Wasily Leontief, the Nobel Prize-winning American economist, explained the process during a visit to Rio last year with a metaphor. ''Once I watched a man walk a tightrope between the 40th floors of the twin towers of the World Trade Center,'' he said. ''Then, a couple of years later, I watched the same man walk a tightrope between the 100th floors. To him, the number of floors doesn't matter. The tightrope is the same.''

What the policymakers haven't succeeded in doing, however, is alleviating Brazil's awesome backlog of housing for the poor.

''This year we are going to build 700,000 more houses (for the poor),'' Interior Minister Mario Andreazza declared recently. ''However, even at that rate, we will still be 5 million houses short by 1985.''

Mr. Andreazza admitted that the 1985 backlog would be far greater than the 3. 5 million he had predicted for that year back in 1979, when he first took office as part of the new administration of President Joao Baptista de Oliveira Figueiredo. The reason for the shortfall, Mr. Andreazza explained, is ''an annual increase in demand for low-income housing on the order of 500,000 units.'' Even with projected increases in public housing construction, to 1 million units per year by 1985, it will be difficult to cut into the present housing shortage with demand growing ''at a ferocious annual rate,'' according to one Interior Ministry official.

And what is meant by substandard housing in Brazil is quite different from the term as understood in the United States.

Many of the 7 million Brazilian families who fall into the ''substandard housing'' category actually have no housing at all. In Rio de Janeiro, a half dozen families live under the masonry arches of an 18th-century aquaduct which, until recently, was considered a downtown tourist attraction. Roman Catholic officials in Rio and Sao Paulo permit hundreds of families in each city to spend their nights huddled against the closed doors of churches. They quietly ask the homeless to leave at daybreak, but permit them to return at night.

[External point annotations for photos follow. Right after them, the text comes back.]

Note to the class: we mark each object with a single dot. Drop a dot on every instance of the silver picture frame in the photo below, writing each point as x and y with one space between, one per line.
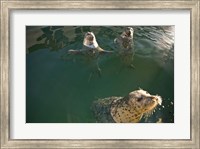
7 6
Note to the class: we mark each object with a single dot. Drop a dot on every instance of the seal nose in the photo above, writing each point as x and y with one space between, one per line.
88 33
157 99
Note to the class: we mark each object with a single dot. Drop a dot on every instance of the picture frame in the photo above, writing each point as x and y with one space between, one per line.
8 6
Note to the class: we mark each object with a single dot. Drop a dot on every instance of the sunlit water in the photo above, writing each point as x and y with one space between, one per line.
61 89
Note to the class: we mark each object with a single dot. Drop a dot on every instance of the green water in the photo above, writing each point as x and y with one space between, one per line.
61 89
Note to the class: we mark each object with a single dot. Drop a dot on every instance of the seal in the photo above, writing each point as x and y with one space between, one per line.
128 109
124 43
90 46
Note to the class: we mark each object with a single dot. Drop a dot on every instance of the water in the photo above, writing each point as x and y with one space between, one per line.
61 89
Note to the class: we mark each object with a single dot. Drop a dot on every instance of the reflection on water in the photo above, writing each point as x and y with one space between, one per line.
60 87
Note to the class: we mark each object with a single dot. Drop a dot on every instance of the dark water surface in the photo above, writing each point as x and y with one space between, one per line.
61 89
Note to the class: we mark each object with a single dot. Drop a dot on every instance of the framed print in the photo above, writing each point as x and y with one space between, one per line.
100 74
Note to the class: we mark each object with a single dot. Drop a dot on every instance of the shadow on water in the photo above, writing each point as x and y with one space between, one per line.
58 90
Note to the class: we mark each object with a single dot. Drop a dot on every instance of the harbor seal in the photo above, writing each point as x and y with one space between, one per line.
90 46
128 109
124 43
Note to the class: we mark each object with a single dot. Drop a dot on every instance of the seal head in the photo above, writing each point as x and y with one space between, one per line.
132 107
90 40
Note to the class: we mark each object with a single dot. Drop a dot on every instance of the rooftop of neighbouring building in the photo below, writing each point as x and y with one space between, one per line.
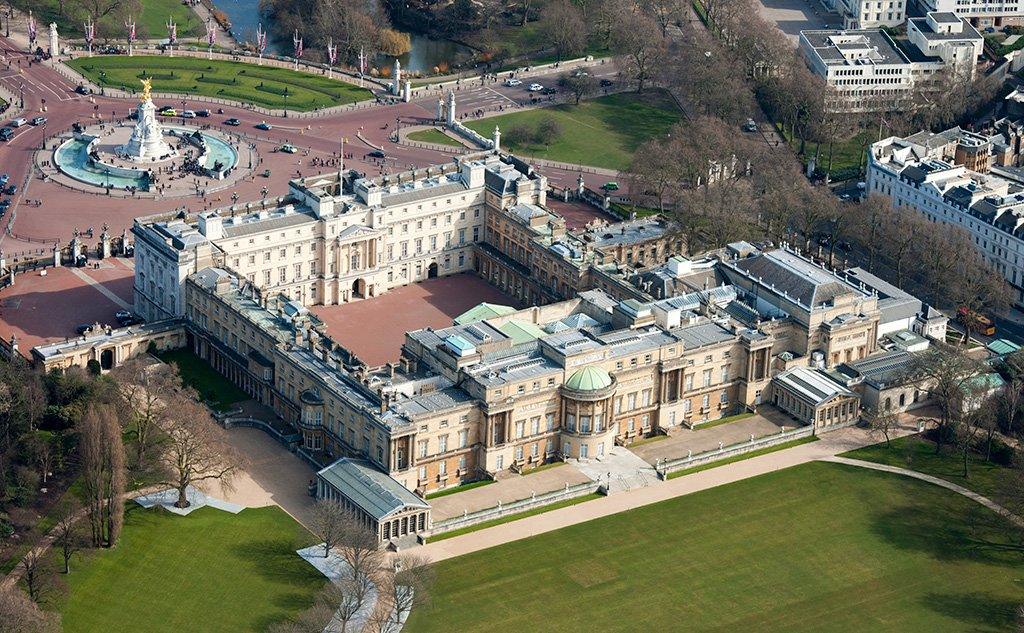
853 47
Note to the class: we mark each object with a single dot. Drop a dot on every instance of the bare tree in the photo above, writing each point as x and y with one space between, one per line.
636 37
102 473
196 450
329 521
562 25
19 615
884 423
949 372
580 85
336 607
409 587
68 535
147 392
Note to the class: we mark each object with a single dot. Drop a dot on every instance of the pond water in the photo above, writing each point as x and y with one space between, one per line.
426 52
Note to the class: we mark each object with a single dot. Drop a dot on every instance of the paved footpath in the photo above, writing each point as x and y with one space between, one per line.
828 446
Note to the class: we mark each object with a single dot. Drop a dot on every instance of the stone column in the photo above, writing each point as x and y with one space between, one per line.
54 41
451 109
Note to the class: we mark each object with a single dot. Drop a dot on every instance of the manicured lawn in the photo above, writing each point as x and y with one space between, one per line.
152 24
459 489
918 454
266 86
725 420
602 132
818 547
739 458
210 571
514 517
433 135
215 390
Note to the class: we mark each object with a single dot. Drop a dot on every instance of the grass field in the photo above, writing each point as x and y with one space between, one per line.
514 517
152 24
433 135
265 86
217 391
601 132
918 454
817 547
210 571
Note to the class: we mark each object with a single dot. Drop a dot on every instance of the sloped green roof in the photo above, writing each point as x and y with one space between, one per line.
521 331
589 379
482 311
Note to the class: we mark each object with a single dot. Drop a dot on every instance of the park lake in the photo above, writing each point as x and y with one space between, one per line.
426 52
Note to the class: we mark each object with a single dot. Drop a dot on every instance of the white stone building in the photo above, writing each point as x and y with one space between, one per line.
871 13
980 13
869 72
919 173
320 245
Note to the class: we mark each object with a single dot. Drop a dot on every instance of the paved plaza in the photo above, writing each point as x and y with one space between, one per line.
42 308
508 489
768 421
792 16
375 329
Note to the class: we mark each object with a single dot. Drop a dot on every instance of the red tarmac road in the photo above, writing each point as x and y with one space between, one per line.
62 209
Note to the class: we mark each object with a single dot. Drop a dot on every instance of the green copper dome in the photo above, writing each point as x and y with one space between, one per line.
589 379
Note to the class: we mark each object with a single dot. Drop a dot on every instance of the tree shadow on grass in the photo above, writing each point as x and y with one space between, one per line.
945 532
978 612
276 560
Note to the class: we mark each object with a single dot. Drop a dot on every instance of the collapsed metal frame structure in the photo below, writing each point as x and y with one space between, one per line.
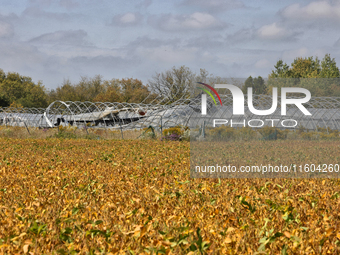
185 112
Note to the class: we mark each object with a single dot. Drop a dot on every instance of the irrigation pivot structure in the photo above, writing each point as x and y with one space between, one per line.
166 113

But most of the 35 million Brazilians who are officially ''victims of substandard housing'' continue to inhabit the immense, fetid favelas of Rio, Sao Paulo, Salvador, and other big cities.

One such slum is the sprawling system of 17 shack cities lining Rio's Guanabara Bay and extending all the way from downtown to the city's industrial parks district beyond the new International Airport. An estimated 250,000 Brazilians live in these claptrap wood, tin, and cardboard hovels, many of them built on rickety stilts over the calm waters of the inner bay. The favela dwellers use the most primitive of all sanitation systems, the slow, quiet tide of the bay itself, which is usually black and fetid with the slums' sewerage. For this reason, the largest of the 17 slums is called Slum of the Tide.

Fifteen hundred of Interior Minister Andreazza's 700,000 units of public housing went to the Mare Favela dwellers this year. By next year the federal government's program to ''urbanize'' Mare will be completed when another 8,000 units are delivered. But even then only one-fifth of the region's families will have been moved to the colorful little houses being built a few kilometers away along Avenida Brasil, the polluted highway leading to Rio's industrial parks.

Even Andreazza admits the program is inadequate. The problem, he says, is money. Each of the tiny houses (average area 34 square meters) costs the government $3,000. But the new homeowners will only pay the symbolic sum of 10 percent of one minimum salary per month over a period of 15 years. Since the government-enforced minimum salary is a bare $85 a month, the Interior Ministry can never hope to recover the cost of construction. Nor do its policymakers intend it to.

The huge gap between what Brazil's poor can pay and the money the government needs to provide housing for everyone can only be closed with the aid of federal government appropriations, of which some $3 billion have been made available this year.

But even then, officials admit, many of the working poor will be left behind in the favelas.